Available from Boydell and Brewer
Number of voters:
|16 Feb. 1715||LANGHAM BOOTH||3059|
|SIR GEORGE WARBURTON||3053|
|4 Apr. 1722||CHARLES CHOLMONDELEY||3443|
|JOHN OFFLEY CREWE||3178|
|30 Aug. 1727||SIR ROBERT COTTON||3353|
|John Offley Crewe||2600|
|15 May 1734||CHARLES CHOLMONDELEY||3817|
|JOHN CREWE jun.||3710|
|Sir Robert Cotton||3005|
|6 May 1741||CHARLES CHOLMONDELEY|
|JOHN CREWE jun.|
|22 July 1747||CHARLES CHOLMONDELEY|
|JOHN CREWE jun.|
|7 Feb. 1753||CHARLES CREWE vice John Crewe jun., deceased|
The principal Whig families in Cheshire were the Cholmondeleys of Cholmondeley, who held the lord lieutenancy, the Booths of Dunham Massey, and the Cottons of Combermere. The majority of the country gentlemen were Tory, including the Cholmondeleys of Vale Royal, the Warburtons of Arley, and the Grosvenors of Eaton, who represented Chester.
In 1714 the sitting Members were Sir George Warburton and Charles Cholmondeley, both Tories. At the general election Warburton was returned but Cholmondeley lost his seat to a Whig, Langham Booth, the younger brother of the 2nd Earl of Warrington. In 1722 Lord Warrington wrote to Sunderland:
I take the liberty to write to your Lordship concerning the approaching election for Cheshire, which has lately taken a new turn by Sir George Warburton’s breaking through his agreement with my brother and quitting him; which though but newly-declared, has been a long concerted matter too intricate to tell your Lordship particulars in a letter, but intended to give the Tories the whole sway in this county. My brother [Langham Booth] however intending under this disadvantage to try his election single, as the only means to support the Whig interest from being wholly brought under, and which I presume the Government is desirous to have supported everywhere; if your Lordship pleases to give such intimation as you think fit to my Lord Cholmondeley not to countenance the Tories in the election, but such as are and have ever been firm to this government, it may do some service here, where as lord lieutenant and both himself and family in great favour at court, must needs on that account have some influence in the country. And I can assure your Lordship that both Mr. Cholmondeley and Mr. Crewe stand on the Tory interest backed by the nonjurors of this county.

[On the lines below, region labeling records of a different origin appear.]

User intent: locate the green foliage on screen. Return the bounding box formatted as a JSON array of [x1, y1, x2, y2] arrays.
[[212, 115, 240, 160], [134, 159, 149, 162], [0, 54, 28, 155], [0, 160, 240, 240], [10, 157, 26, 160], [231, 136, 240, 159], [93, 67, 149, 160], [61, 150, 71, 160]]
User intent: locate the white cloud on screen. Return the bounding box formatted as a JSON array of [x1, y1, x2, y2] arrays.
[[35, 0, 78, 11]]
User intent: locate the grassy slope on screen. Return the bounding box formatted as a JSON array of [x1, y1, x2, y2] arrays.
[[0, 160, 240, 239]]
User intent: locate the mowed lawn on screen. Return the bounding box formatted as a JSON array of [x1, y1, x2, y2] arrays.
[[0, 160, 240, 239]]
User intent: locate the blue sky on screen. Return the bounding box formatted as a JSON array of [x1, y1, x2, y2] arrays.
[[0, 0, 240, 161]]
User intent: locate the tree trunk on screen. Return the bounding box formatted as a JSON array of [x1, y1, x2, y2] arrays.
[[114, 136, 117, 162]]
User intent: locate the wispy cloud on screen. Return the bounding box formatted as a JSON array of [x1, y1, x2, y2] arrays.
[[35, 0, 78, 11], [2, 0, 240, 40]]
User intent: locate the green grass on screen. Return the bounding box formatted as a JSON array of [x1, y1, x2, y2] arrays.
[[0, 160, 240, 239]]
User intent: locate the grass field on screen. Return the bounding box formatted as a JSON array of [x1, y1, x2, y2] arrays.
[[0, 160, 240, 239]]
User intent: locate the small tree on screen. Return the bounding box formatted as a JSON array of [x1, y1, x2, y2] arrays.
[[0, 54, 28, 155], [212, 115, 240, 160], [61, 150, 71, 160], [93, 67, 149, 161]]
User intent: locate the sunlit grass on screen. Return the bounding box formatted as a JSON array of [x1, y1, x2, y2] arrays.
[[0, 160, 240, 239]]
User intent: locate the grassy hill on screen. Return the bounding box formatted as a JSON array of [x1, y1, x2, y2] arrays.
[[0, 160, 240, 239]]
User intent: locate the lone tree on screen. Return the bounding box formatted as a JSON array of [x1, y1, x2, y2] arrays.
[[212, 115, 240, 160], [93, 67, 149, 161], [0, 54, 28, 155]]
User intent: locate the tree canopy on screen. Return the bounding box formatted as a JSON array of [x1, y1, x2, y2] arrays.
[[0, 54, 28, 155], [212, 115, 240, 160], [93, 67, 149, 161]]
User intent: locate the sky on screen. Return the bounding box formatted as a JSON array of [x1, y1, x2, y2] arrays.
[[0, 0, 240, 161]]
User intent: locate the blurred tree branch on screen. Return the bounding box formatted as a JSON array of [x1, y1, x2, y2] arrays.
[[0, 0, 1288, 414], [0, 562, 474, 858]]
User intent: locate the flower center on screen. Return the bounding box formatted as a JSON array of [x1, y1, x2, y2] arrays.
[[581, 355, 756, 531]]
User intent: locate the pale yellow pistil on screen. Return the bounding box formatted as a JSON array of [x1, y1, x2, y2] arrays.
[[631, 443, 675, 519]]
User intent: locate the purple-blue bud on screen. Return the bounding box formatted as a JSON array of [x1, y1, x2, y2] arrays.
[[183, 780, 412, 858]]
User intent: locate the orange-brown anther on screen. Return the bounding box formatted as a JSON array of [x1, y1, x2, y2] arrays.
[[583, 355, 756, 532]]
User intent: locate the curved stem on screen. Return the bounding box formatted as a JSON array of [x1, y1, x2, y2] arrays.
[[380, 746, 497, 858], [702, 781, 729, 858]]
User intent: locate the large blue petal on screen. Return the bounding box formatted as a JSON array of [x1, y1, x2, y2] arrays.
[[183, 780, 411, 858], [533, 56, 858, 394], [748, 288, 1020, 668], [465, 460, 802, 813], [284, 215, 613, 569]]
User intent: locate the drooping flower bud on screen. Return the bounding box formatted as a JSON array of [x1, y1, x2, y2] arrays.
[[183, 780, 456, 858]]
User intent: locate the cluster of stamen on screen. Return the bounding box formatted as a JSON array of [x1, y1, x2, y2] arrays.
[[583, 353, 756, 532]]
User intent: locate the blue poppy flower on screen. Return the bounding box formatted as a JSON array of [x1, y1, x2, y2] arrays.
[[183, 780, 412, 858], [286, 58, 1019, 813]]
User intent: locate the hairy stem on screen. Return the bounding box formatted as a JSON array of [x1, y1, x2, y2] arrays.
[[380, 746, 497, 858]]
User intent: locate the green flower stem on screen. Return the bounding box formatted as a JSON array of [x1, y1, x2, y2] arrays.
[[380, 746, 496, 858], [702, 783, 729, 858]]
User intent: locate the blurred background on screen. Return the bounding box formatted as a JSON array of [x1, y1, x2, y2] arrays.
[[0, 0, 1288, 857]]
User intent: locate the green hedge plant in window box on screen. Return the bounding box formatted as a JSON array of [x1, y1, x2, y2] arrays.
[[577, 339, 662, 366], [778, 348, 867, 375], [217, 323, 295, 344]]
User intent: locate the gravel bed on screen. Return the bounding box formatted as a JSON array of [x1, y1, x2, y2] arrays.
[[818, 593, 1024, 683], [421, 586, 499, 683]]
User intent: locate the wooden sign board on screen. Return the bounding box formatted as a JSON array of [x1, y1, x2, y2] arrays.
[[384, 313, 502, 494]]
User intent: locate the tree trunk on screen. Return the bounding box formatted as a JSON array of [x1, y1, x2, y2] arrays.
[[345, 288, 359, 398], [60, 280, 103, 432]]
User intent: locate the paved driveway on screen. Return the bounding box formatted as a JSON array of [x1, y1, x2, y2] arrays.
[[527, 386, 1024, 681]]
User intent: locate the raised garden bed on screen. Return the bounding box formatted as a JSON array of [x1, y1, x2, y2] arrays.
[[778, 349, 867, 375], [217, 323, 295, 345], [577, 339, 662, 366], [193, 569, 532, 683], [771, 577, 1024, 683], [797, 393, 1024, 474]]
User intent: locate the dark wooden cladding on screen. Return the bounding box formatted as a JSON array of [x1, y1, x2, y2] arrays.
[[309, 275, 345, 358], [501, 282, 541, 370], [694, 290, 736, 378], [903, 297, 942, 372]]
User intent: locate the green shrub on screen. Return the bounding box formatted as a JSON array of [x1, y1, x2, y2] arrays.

After the election he reported:
Although the endeavours of the nonjurors, and others no better affected to the government have succeeded to carry the election in Cheshire for Mr. Cholmondeley and Mr. Crewe, yet my brother has had the honour of making an effort for the support of the Whig interest, for that was the whole of the contest ... I hope to have the honour of waiting on your Lordship very soon, and acquainting you with the particulars of the scheme to throw my brother out, and rivet the Tory power here laid with so much more artifice than honour, that some even of the nonjurors would not come in to the whole of the project. In the meantime I shall only add, that our lord lieutenant’s interest has gone (as usual) the same way as that of the nonjurors, however he may colour it over to your Lordship.1
In 1727, after an expensive contest,2 Sir Robert Cotton, a Whig, was returned with Charles Cholmondeley, defeating John Offley Crewe, a Tory. At the county meeting in Chester before the 1734 election
the gentlemen and freeholders present unanimously agreed to vote at the next election for Charles Cholmondeley and John Crewe jun. [s. of John Offley Crewe] Esqrs., against Sir Robert Salusbury Cotton, Bt., who was for the tobacco [i.e. the excise] bill.3
Cholmondeley and Crewe, both Tories, were returned, and re-elected unopposed in 1741 and 1747.